Le cortex préfrontal est impliqué dans des processus cognitifs comme l'acquisition de nouveau réflexes moteurs et des réponses à des stimulations sensorielles. A cet étage de traitement et d'intégration, la noradrénaline semble avoir une action modulatrice complexe sur le réseau formé des cellules pyramidales et des interneurones GABAergiques (Branchereau et coll., 1996). En retour, le cortex préfrontal influencerait le LC. Les données de la littérature sur ce sujet sont toutefois contradictoires. Par la même approche expérimentale, des influences inhibitrices ou facilitatrices ont été mises en évidence. Ainsi, en effectuant des

inactivations réversibles du cortex par la lidocaïne chez le rat anesthésié, Sara et Hervé- Minvielle (1995) ont observé une augmentation de la décharge des neurones NA du LC. En outre, la stimulation du LC induit des réponses antidromiques de courtes latence suggérant une médiation par des interneurones restreints au LC. Dans certains cas, les neurones du LC et ceux du cortex préfrontal présentent des patrons d'activité en opposition de phase (Sara et Hervé-Minvielle, 1995). Plus récemment le groupe d'Aston-Jones a observé au contraire une diminution de la décharge des neurones du LC à la suite de l'inactivation du cortex par la lidocaïne (Jodo et coll., 1998). En effectuant des stimulations électriques brèves du cortex préfrontal, les auteurs ont observé inversement des réponses excitatrices des neurones du LC et celles-ci seraient de type glutamatergique (Jodo et Aston-Jones, 1997). L'évidente contradiction entre les deux études pourrait s'expliquer par les différents doses de lidocaïne et par les différents anesthésiques utilisés. Selon Jodo et coll. (1998), la kétamine utilisée par Sara et Hervé-Minvielle aurait induit un blocage des récepteurs-canaux de type NMDA et donc masqué l'influence excitatrice sur le LC en absence de lidocaïne. On doit admettre, cependant, que le blocage artefactuel de la transmission glutamatergique a permis de démasquer une influence inhibitrice, de sorte que la projection du cortex préfrontal sur le LC ne peut être considérée de façon catégorique comme purement excitatrice.

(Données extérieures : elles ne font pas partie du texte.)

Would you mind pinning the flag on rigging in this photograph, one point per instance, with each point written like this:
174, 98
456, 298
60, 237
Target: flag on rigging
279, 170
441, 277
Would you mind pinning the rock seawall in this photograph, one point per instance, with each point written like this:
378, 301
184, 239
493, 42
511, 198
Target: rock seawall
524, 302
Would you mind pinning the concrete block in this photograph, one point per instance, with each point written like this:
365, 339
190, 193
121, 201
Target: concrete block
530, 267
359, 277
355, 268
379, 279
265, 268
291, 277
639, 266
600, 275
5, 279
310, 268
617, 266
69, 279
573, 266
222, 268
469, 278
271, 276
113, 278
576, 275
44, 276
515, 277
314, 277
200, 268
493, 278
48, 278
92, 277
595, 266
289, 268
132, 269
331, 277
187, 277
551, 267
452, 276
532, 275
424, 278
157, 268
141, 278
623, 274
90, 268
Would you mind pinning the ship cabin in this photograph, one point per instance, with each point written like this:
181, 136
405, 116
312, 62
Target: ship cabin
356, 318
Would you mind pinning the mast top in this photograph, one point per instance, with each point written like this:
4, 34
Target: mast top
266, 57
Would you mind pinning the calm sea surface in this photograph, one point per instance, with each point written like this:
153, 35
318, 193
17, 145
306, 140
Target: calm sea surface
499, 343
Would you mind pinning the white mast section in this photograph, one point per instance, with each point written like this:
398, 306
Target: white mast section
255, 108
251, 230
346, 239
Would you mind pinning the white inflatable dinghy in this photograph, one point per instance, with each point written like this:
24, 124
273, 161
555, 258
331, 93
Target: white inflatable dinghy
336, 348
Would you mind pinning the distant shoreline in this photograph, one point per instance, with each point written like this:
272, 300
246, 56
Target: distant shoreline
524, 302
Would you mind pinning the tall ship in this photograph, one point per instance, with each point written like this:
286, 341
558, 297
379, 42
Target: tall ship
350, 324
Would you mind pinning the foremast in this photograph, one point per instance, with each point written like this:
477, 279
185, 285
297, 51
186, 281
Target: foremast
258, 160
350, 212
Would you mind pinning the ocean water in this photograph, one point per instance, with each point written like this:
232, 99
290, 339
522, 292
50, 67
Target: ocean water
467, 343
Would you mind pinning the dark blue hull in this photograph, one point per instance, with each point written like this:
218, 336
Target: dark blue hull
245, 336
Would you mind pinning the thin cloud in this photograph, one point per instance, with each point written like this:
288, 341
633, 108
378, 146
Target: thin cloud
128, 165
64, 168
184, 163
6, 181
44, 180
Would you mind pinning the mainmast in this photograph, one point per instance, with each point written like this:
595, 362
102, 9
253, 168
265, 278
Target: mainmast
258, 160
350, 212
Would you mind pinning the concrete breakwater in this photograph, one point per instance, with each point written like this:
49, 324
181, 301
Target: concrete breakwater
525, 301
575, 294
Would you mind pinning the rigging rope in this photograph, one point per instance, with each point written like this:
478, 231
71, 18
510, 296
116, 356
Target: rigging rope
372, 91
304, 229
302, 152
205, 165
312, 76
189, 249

De récentes études en microscopie électronique montrent en particulier la présence dans le LC de synapses enképhalinergiques sur les neurones NA projetant dans le cortex et sur des terminaisons excitatrices d'origine corticale sur les neurones NA (VanBockstaele et coll., 1996).

L'ensemble de ces données suggère un rôle important du PrH, du LPGI et du cortex préfrontal dans le contrôle de l'activité des neurones NA du LC.